Nous croyons devoir reproduire in extenso la conclusion de l’article, qui annonce l’étude d’importantes décisions :
« Dans l’ensemble, cependant, le programme prévu paraît sinon réalisé, du moins largement avancé : comme d’autre part l’activité des chantiers s’est depuis peu redressée d’une façon spectaculaire (les carnets de commandes sont désormais garnis pour deux ans en moyenne), on pourrait en conclure que le problème des chantiers navals est réglé.
« Ce n’est malheureusement pas le cas. Les graves difficultés récemment connues par différents chantiers sont présentes à toutes les mémoires : c’est ainsi que les Forges et Chantiers de la méditerranée n’ont pu maintenir une activité, dans un cadre juridique nouveau, que grâce à des facilités de trésorerie exceptionnelles.

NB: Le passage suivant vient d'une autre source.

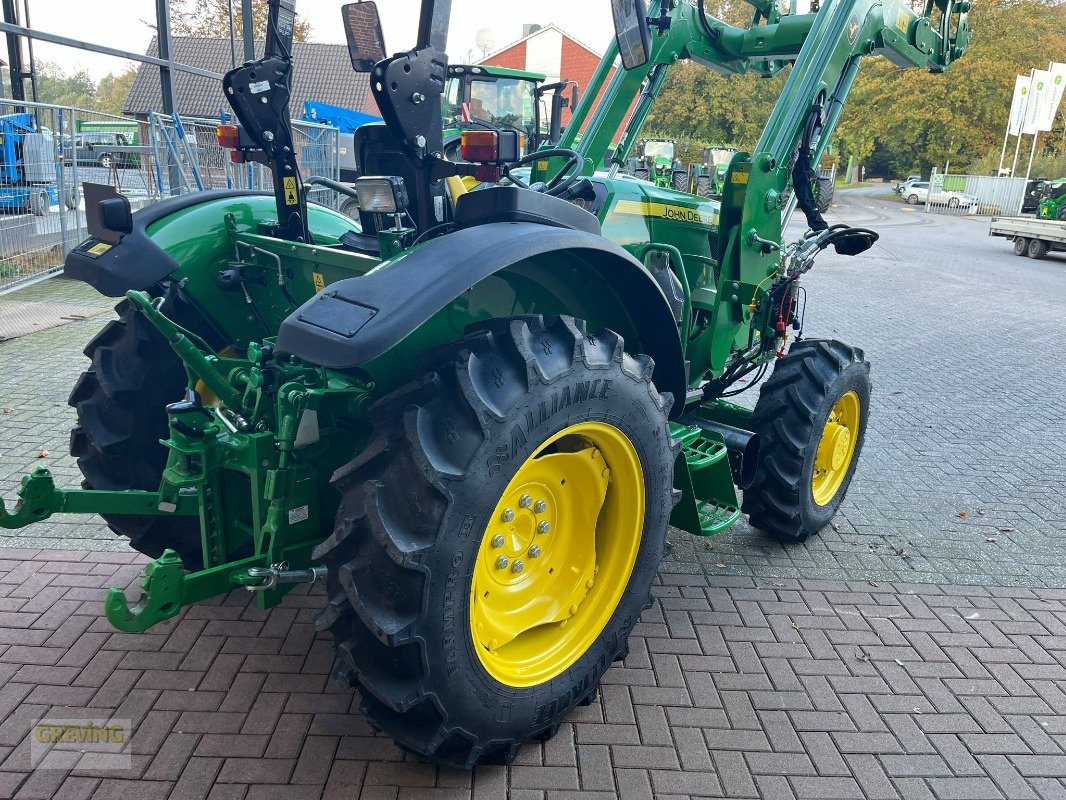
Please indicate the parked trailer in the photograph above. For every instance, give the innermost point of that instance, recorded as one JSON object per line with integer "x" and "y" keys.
{"x": 1031, "y": 237}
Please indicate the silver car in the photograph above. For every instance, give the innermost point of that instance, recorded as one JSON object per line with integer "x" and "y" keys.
{"x": 919, "y": 192}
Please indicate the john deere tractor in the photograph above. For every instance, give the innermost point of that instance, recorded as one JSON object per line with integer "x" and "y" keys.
{"x": 1052, "y": 204}
{"x": 484, "y": 97}
{"x": 471, "y": 415}
{"x": 657, "y": 161}
{"x": 708, "y": 178}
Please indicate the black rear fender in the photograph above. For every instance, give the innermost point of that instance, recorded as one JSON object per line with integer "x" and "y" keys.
{"x": 487, "y": 271}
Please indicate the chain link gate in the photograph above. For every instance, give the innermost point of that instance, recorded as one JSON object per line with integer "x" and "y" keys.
{"x": 55, "y": 148}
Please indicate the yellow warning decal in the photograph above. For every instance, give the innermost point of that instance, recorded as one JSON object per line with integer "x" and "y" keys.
{"x": 291, "y": 198}
{"x": 903, "y": 21}
{"x": 700, "y": 216}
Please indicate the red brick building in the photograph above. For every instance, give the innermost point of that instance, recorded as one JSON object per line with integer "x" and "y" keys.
{"x": 551, "y": 51}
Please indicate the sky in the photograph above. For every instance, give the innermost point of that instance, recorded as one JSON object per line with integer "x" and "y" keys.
{"x": 118, "y": 24}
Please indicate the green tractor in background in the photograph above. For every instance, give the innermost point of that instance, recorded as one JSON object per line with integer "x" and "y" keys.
{"x": 1052, "y": 205}
{"x": 708, "y": 177}
{"x": 657, "y": 161}
{"x": 472, "y": 415}
{"x": 484, "y": 97}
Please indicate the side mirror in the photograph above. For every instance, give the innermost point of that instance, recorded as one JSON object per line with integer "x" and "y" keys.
{"x": 854, "y": 241}
{"x": 115, "y": 214}
{"x": 366, "y": 43}
{"x": 631, "y": 32}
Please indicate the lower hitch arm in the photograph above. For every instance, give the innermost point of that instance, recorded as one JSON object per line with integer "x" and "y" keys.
{"x": 38, "y": 499}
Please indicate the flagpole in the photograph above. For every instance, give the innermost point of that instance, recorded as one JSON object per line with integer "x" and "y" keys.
{"x": 1031, "y": 154}
{"x": 1021, "y": 127}
{"x": 1006, "y": 134}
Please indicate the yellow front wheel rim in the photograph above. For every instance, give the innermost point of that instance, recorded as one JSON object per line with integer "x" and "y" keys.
{"x": 556, "y": 555}
{"x": 836, "y": 448}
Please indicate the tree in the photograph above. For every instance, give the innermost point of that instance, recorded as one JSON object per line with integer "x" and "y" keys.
{"x": 211, "y": 18}
{"x": 113, "y": 90}
{"x": 54, "y": 85}
{"x": 958, "y": 116}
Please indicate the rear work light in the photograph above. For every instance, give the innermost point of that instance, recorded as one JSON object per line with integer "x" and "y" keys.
{"x": 480, "y": 145}
{"x": 382, "y": 194}
{"x": 229, "y": 136}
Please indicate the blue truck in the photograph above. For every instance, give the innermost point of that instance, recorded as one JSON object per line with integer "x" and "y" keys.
{"x": 28, "y": 168}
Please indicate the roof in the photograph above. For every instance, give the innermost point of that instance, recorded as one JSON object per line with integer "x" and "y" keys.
{"x": 323, "y": 74}
{"x": 537, "y": 32}
{"x": 495, "y": 72}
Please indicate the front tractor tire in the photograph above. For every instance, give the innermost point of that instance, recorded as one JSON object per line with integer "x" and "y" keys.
{"x": 120, "y": 402}
{"x": 498, "y": 538}
{"x": 811, "y": 418}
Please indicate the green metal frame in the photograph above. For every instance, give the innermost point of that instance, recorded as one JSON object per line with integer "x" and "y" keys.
{"x": 255, "y": 465}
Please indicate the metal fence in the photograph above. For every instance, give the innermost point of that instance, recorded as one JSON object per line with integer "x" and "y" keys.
{"x": 191, "y": 146}
{"x": 969, "y": 194}
{"x": 50, "y": 150}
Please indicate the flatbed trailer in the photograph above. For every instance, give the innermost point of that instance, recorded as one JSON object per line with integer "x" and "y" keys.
{"x": 1031, "y": 237}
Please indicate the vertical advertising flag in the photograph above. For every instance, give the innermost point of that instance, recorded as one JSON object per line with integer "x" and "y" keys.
{"x": 1052, "y": 97}
{"x": 1038, "y": 86}
{"x": 1018, "y": 105}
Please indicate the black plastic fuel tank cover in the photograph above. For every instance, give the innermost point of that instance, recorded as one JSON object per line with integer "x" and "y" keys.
{"x": 337, "y": 315}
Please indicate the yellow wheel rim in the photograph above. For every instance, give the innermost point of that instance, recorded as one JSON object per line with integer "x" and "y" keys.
{"x": 836, "y": 449}
{"x": 556, "y": 555}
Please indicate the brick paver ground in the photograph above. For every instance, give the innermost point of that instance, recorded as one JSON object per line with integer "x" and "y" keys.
{"x": 733, "y": 687}
{"x": 916, "y": 649}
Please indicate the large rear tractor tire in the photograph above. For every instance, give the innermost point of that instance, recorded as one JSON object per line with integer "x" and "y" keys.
{"x": 498, "y": 538}
{"x": 120, "y": 402}
{"x": 811, "y": 418}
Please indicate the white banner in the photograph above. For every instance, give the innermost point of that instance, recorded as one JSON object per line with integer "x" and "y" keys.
{"x": 1018, "y": 105}
{"x": 1038, "y": 88}
{"x": 1052, "y": 97}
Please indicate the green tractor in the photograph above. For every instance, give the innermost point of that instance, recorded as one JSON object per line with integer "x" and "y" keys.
{"x": 483, "y": 97}
{"x": 657, "y": 161}
{"x": 708, "y": 178}
{"x": 1052, "y": 205}
{"x": 472, "y": 415}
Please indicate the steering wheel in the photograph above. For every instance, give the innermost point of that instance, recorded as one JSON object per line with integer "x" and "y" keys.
{"x": 563, "y": 180}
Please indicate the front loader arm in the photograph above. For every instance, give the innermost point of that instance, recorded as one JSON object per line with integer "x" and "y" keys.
{"x": 824, "y": 49}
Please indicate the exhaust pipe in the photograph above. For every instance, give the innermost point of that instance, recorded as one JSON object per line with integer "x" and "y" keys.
{"x": 742, "y": 447}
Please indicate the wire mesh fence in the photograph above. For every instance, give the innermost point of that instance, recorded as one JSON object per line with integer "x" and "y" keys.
{"x": 189, "y": 158}
{"x": 967, "y": 194}
{"x": 48, "y": 152}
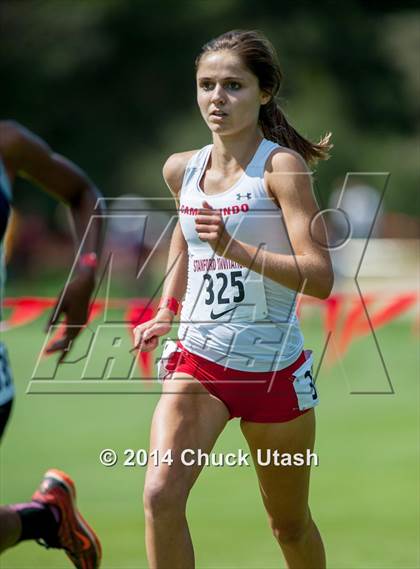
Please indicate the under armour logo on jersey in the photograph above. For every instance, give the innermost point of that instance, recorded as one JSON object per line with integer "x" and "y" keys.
{"x": 247, "y": 196}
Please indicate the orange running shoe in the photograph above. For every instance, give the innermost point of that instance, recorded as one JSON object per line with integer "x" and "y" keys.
{"x": 74, "y": 534}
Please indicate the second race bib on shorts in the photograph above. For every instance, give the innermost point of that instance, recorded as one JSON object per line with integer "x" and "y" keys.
{"x": 221, "y": 290}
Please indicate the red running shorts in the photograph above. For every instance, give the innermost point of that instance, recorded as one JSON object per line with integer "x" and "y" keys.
{"x": 268, "y": 397}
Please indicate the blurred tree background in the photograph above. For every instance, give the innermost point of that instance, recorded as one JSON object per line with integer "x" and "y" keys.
{"x": 110, "y": 83}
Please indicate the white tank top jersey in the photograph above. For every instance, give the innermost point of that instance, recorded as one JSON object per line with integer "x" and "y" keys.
{"x": 231, "y": 315}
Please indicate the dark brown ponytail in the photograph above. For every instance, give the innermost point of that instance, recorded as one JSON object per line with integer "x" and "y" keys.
{"x": 275, "y": 127}
{"x": 260, "y": 57}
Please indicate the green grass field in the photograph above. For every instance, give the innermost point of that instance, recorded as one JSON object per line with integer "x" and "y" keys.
{"x": 364, "y": 494}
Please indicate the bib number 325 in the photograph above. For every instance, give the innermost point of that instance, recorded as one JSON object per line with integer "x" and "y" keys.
{"x": 220, "y": 287}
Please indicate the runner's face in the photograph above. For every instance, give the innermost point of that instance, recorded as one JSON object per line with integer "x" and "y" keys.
{"x": 228, "y": 94}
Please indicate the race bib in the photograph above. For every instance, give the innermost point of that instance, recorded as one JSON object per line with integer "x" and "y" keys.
{"x": 304, "y": 385}
{"x": 223, "y": 291}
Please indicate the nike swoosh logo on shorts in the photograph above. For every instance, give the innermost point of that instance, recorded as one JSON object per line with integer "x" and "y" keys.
{"x": 214, "y": 316}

« Cet état de choses tient en partie au fait que le Japon, dont la position reste tout aussi dominante, continue à imposer des prix mondiaux extrêmement bas ; dans ces conditions, l’afflux des commandes ne suffit pas à assainir la situation, puisqu’elles sont prises à des conditions non rentables pour nos chantiers, si on laisse jouer les lois naturelles de l’économie de marché.
« Placé devant cette situation, le gouvernement est amené non pas à modifier fondamentalement sa politique, mais tout au moins à repenser certains de ses éléments.

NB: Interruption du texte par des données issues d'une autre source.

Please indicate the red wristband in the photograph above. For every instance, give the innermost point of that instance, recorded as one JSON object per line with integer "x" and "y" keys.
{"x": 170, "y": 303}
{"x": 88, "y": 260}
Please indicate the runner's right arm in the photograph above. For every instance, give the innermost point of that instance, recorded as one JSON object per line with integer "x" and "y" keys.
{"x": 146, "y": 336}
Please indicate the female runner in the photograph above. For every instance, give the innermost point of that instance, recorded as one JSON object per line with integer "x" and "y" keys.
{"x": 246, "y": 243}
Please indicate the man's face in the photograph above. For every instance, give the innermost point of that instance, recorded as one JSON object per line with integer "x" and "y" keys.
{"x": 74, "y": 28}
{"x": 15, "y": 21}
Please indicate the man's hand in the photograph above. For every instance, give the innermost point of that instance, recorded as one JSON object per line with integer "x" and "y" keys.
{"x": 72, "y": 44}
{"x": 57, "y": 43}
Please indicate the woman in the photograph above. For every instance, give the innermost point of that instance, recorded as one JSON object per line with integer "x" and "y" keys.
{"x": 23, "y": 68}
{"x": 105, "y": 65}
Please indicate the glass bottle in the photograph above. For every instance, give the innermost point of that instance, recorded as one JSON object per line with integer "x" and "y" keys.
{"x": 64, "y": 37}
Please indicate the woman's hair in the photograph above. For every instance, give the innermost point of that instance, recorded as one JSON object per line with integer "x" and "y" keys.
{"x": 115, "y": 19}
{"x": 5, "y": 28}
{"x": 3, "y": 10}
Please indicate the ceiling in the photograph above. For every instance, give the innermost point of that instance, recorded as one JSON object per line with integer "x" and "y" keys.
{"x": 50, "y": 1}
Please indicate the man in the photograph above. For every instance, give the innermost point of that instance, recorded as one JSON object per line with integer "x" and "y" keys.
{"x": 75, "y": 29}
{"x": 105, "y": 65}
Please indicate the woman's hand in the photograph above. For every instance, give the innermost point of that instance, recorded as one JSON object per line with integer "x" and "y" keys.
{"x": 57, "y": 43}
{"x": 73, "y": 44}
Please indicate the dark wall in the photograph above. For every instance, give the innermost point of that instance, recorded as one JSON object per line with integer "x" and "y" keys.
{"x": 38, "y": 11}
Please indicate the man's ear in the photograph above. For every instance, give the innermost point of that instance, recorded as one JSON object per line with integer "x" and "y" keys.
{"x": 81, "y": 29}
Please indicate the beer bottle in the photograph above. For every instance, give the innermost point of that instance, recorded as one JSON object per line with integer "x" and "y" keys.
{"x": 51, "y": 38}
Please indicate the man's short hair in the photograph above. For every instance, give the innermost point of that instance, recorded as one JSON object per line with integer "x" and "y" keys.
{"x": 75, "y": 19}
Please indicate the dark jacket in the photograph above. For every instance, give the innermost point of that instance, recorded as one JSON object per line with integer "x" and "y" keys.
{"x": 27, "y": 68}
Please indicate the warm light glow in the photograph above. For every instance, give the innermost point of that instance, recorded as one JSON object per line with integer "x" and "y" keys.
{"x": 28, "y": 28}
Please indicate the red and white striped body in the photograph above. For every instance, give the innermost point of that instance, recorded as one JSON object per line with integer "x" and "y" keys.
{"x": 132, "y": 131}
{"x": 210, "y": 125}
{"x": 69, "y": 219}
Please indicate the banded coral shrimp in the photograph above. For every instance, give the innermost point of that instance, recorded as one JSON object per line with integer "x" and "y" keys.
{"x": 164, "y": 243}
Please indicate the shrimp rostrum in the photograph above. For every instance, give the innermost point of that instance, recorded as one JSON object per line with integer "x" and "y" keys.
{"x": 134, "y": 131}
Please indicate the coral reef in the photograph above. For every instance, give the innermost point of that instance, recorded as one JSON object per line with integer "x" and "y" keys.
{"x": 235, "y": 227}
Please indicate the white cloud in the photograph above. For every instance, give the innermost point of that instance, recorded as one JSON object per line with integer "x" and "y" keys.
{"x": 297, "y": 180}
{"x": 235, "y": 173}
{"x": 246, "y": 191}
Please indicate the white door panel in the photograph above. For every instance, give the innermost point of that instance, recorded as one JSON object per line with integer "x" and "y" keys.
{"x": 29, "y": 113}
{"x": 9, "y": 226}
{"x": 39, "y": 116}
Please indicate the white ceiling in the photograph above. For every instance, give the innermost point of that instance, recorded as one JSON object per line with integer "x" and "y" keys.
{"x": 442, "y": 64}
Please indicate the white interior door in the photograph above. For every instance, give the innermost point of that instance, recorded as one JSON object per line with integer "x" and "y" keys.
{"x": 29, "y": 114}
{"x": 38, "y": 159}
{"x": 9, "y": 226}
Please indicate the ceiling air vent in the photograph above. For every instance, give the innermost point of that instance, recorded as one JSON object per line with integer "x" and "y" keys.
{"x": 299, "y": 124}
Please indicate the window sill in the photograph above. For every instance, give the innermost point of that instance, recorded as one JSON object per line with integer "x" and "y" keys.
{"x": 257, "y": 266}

« L’une de ses préoccupations majeures reste le problème de l’aide ; la suppression complète de toute subvention ne peut être raisonnablement envisagée ; l’aide national ne pourra disparaître que lorsqu’un système de soutien suffisant sera mis au point dans le cadre de la Communauté économique européenne ; nos experts s’emploient actuellement à le définir.
« De toute manière, l’aide communautaire risque fort de n’être pas aussi efficace que le régime actuel, et, pour survivre, les chantiers vont devoir faire des efforts supplémentaires dans le domaine de la productivité ; à cet égard des rapprochements nouveaux seront probablement nécessaires, pouvant aller de la simple coordination de services à des concentrations d’entreprises.

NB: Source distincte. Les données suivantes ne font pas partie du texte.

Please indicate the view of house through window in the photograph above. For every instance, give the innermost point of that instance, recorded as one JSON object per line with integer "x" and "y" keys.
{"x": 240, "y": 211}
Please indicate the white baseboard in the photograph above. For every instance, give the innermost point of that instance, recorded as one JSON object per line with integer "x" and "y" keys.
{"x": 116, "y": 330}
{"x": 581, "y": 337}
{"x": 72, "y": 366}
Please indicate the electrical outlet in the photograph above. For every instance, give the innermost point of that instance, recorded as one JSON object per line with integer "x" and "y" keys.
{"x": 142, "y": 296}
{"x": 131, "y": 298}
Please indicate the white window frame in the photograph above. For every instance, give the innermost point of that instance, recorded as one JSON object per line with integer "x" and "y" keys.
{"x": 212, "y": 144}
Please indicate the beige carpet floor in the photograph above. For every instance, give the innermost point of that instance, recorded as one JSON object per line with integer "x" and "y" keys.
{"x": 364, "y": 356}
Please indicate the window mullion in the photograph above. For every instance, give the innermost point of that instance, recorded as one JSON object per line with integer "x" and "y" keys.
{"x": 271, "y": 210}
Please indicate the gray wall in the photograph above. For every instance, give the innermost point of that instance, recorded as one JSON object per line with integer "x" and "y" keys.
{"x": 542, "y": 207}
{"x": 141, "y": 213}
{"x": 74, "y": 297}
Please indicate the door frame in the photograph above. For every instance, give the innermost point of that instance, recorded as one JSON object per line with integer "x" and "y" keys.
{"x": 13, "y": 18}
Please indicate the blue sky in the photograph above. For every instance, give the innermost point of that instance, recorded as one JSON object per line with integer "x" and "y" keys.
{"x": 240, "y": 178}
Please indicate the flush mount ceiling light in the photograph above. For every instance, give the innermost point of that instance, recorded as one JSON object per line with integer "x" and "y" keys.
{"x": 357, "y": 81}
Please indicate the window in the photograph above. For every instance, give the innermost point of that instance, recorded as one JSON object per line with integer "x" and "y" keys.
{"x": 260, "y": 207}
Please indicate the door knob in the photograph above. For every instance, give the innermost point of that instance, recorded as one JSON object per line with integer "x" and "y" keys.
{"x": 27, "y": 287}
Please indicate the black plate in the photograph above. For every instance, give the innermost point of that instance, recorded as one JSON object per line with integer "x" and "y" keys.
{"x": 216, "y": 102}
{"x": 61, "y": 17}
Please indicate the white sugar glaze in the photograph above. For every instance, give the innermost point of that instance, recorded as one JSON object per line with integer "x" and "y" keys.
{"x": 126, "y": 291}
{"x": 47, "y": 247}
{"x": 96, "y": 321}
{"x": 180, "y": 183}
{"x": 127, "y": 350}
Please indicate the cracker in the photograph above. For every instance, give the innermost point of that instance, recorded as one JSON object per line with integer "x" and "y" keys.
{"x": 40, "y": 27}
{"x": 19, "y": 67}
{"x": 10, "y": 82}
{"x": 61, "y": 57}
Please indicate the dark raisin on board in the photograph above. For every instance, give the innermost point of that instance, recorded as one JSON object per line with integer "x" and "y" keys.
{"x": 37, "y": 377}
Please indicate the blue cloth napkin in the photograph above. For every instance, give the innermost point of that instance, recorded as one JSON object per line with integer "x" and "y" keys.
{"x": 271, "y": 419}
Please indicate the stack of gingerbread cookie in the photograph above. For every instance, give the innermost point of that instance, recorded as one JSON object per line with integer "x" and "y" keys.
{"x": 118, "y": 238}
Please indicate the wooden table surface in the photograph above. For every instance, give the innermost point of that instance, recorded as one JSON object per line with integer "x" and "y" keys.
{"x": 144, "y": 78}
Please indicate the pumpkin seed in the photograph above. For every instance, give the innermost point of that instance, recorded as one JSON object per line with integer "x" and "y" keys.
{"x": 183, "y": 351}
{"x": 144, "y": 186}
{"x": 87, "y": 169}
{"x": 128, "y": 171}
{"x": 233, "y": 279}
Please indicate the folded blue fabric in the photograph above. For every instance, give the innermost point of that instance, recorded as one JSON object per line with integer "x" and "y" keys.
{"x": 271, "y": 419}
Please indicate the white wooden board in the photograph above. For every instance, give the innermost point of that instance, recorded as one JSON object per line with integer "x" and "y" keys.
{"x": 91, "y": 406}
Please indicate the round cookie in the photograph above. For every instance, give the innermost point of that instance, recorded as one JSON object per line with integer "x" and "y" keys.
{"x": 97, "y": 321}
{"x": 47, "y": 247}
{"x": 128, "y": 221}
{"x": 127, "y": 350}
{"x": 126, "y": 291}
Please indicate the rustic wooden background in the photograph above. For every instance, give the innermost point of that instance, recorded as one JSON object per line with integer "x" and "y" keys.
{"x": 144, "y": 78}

« Toujours dans le souci d’améliorer la productivité, l’idée prévaut de plus en plus que les frais généraux du secteur devront être étalés sur une production plus forte pour profiter de l’accroissement de la demande ; mais cette politique implique le relèvement du plafond de la production subventionnée.
« L’industrie française de la construction navale se trouve donc à un tournant décisif de son histoire. Avant de prendre des décisions qui vont largement engager l’avenir des chantiers navals, le gouvernement s’est accordé un délai de réflexion, et tient à recueillir l’avis des professionnels eux-mêmes. En conséquence, il vient d’être procédé à la création d’un groupe de travail restreint, qui réunit, sous la présidence du secrétaire général de la marine marchande, les représentants des départements ministériels intéressés et consulte les responsables des principaux chantiers. Cet organisme, chargé d’examiner les perspectives d’évolution du secteur et d’étudier les problèmes de structure, de niveau de production et de politique de l’emploi, a déjà commencé à fonctionner ; il doit prochainement déposer un premier rapport, qui permettra au gouvernement de préciser la nouvelle direction de sa politique. »
Il s’agit, comme on le voit, sinon d’un nouveau Livre blanc, du moins d’une révision de celui de 1960. Espérons que les nouvelles mesures, dans leur préparation et leur application, feront la preuve de ce souci d’articulation plus rigoureuse qu’elle ne l’a été jusqu’à présent exprimé par M. Pisani lui-même, à la télévision, le 16 mars dernier.